What’s more, it was a friend of the family, paramedic Rob Shaw, who helped deliver baby Beniah.

‘‘At first I thought ‘oh, awkward’ but my husband was very happy to come running back to the car saying guess who it is, it’s Rob,’’ Mrs Emani said.

‘‘I was happy I was in good hands, basically those feelings overrode feelings of awkwardness but it all happened so quickly.’’

The ambulance had met Mr and Mrs Emani at Albion Park Rail and, after the birth, continued to Wollongong Hospital.

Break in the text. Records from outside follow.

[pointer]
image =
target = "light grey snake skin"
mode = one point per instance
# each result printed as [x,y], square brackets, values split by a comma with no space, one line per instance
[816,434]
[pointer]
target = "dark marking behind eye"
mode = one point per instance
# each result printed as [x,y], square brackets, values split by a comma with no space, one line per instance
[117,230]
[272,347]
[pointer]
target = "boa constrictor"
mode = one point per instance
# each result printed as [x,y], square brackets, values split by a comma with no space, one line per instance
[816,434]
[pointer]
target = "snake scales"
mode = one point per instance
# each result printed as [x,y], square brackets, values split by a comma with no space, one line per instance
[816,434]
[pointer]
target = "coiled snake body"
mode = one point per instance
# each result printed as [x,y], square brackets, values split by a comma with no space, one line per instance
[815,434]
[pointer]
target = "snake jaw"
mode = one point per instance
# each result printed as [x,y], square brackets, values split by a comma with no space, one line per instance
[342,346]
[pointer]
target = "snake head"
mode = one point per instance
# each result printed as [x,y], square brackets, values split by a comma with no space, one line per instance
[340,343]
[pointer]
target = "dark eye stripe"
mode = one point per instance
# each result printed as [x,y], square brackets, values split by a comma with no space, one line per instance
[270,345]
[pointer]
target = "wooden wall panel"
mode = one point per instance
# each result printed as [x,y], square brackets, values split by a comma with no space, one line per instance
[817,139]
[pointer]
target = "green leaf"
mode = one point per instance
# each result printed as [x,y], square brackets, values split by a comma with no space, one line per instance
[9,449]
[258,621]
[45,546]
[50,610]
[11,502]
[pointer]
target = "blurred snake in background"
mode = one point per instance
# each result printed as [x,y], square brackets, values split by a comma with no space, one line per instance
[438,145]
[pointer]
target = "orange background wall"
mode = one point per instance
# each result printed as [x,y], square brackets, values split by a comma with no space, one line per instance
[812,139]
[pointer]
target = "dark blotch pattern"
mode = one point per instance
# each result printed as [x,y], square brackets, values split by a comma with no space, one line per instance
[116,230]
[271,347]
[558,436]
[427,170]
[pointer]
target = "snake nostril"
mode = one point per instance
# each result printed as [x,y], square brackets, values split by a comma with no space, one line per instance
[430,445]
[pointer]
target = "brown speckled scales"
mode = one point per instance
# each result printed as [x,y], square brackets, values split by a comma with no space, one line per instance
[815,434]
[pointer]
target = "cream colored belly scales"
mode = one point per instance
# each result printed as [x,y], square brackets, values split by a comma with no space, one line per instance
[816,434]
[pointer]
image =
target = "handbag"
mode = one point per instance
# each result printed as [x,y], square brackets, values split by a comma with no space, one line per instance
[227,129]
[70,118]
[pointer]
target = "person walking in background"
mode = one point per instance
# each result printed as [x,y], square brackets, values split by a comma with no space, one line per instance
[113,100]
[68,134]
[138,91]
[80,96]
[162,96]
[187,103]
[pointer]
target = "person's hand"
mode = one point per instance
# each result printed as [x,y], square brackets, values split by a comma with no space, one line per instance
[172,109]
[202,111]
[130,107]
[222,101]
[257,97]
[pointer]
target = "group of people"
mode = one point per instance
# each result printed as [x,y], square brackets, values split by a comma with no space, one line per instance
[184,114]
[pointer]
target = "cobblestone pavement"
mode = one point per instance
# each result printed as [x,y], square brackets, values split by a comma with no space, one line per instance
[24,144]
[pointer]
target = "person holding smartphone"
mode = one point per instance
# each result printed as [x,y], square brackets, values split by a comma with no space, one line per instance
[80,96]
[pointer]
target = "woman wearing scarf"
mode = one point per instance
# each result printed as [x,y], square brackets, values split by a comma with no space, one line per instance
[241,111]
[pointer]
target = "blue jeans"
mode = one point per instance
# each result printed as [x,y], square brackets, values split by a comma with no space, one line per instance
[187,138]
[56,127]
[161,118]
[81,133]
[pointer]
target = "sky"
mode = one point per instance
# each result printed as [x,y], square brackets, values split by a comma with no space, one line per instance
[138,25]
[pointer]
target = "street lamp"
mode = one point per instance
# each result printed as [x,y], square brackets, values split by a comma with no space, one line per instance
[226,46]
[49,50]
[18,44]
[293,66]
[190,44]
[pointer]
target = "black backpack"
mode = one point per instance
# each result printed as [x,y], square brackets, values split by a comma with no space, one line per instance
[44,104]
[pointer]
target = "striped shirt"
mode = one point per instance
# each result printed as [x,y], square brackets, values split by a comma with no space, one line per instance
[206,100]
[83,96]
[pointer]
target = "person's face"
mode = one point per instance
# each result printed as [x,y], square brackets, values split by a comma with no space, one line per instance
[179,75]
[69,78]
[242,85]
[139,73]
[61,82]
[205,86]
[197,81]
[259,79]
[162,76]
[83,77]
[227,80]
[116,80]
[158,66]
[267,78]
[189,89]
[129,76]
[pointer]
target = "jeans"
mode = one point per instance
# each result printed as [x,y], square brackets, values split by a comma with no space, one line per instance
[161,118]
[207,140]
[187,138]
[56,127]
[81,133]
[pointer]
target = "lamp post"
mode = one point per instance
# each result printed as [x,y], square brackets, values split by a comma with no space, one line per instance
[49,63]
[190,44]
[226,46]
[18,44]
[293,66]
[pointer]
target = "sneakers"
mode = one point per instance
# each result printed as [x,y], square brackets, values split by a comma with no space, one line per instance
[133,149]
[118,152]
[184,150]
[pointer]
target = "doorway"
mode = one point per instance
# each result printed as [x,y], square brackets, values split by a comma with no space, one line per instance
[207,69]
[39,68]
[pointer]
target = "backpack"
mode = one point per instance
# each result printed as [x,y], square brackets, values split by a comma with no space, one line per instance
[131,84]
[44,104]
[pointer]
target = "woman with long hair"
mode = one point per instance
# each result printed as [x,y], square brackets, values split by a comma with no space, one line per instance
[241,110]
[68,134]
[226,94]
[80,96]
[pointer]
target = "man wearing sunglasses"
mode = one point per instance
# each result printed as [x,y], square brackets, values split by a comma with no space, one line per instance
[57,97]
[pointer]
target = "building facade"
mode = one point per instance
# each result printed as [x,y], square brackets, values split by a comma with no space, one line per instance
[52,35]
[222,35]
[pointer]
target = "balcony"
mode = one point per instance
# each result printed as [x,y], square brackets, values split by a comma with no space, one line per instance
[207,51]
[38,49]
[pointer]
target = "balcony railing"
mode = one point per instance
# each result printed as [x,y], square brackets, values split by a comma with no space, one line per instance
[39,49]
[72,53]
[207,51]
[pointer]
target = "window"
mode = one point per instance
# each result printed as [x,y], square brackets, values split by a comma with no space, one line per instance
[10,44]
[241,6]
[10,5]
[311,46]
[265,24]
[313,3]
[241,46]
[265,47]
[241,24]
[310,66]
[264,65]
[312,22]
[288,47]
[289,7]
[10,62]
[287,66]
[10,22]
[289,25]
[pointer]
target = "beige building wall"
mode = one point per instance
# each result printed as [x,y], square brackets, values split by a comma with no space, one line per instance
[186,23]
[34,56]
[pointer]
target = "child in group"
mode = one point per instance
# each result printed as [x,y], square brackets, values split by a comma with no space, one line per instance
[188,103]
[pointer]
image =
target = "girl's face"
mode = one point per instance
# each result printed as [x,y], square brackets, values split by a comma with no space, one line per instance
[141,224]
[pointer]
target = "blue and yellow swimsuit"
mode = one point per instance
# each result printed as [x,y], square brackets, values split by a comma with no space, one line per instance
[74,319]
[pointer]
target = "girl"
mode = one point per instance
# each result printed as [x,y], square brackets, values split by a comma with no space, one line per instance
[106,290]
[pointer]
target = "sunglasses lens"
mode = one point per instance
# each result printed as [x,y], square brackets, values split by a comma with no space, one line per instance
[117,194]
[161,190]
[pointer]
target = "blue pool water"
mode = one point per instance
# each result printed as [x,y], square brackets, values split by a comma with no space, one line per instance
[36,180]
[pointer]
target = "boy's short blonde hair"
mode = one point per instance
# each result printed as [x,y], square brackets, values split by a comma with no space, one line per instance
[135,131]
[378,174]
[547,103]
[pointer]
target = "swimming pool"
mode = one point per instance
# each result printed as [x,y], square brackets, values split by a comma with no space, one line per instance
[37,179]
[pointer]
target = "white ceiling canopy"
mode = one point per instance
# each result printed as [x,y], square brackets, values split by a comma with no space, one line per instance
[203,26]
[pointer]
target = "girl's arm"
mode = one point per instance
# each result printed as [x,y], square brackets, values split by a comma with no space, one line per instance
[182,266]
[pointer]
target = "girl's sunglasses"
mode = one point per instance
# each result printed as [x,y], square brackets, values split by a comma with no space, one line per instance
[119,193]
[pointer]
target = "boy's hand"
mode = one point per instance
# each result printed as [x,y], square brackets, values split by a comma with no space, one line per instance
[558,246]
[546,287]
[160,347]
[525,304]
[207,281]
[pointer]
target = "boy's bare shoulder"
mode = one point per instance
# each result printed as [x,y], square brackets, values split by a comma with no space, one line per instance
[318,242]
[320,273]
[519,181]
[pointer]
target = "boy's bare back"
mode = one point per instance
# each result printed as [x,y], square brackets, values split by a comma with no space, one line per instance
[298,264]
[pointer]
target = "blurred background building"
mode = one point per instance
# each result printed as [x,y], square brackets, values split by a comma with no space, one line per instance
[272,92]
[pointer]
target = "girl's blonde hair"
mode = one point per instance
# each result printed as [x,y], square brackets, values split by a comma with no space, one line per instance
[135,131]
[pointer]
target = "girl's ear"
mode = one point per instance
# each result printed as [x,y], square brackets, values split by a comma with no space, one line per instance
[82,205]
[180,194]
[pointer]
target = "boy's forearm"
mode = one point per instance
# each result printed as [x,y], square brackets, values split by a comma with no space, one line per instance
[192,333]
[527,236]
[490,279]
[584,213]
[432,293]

‘‘I knew I wasn’t going to make it so the ambulance came and took me,’’ Mrs Emani said.

‘‘I was hoping he [Beniah] could wait until we got to hospital.

‘‘That was my only fear – of giving birth in the car on the side of the road.

‘‘I didn’t want to have to get out onto the gravel and give birth ... I was very relieved once the paramedics got there for sure.’’

The birth was uncomplicated, and baby Beniah was in perfect health.

Mrs Emani said she was happy her labour had been so quick.

‘‘I hear of other people’s stories – I think I was happy it was all over and done with in a couple of hours rather than a prolonged labour,’’ she said.

Since the start of the year,  NSW Ambulance call takers or paramedics have assisted with five births in the Illawarra.

Across the state, 160 babies have been born unexpectedly this year.

NSW Ambulance control division director Jamie Vernon said the figures showed any person could be suddenly called upon to deliver a baby, but NSW Ambulance call takers were highly experienced in guiding people through the birthing process. 

“The caller will be asked to stay on the phone and guided with instructions from the call taker until paramedics arrive,” Mr Vernon said.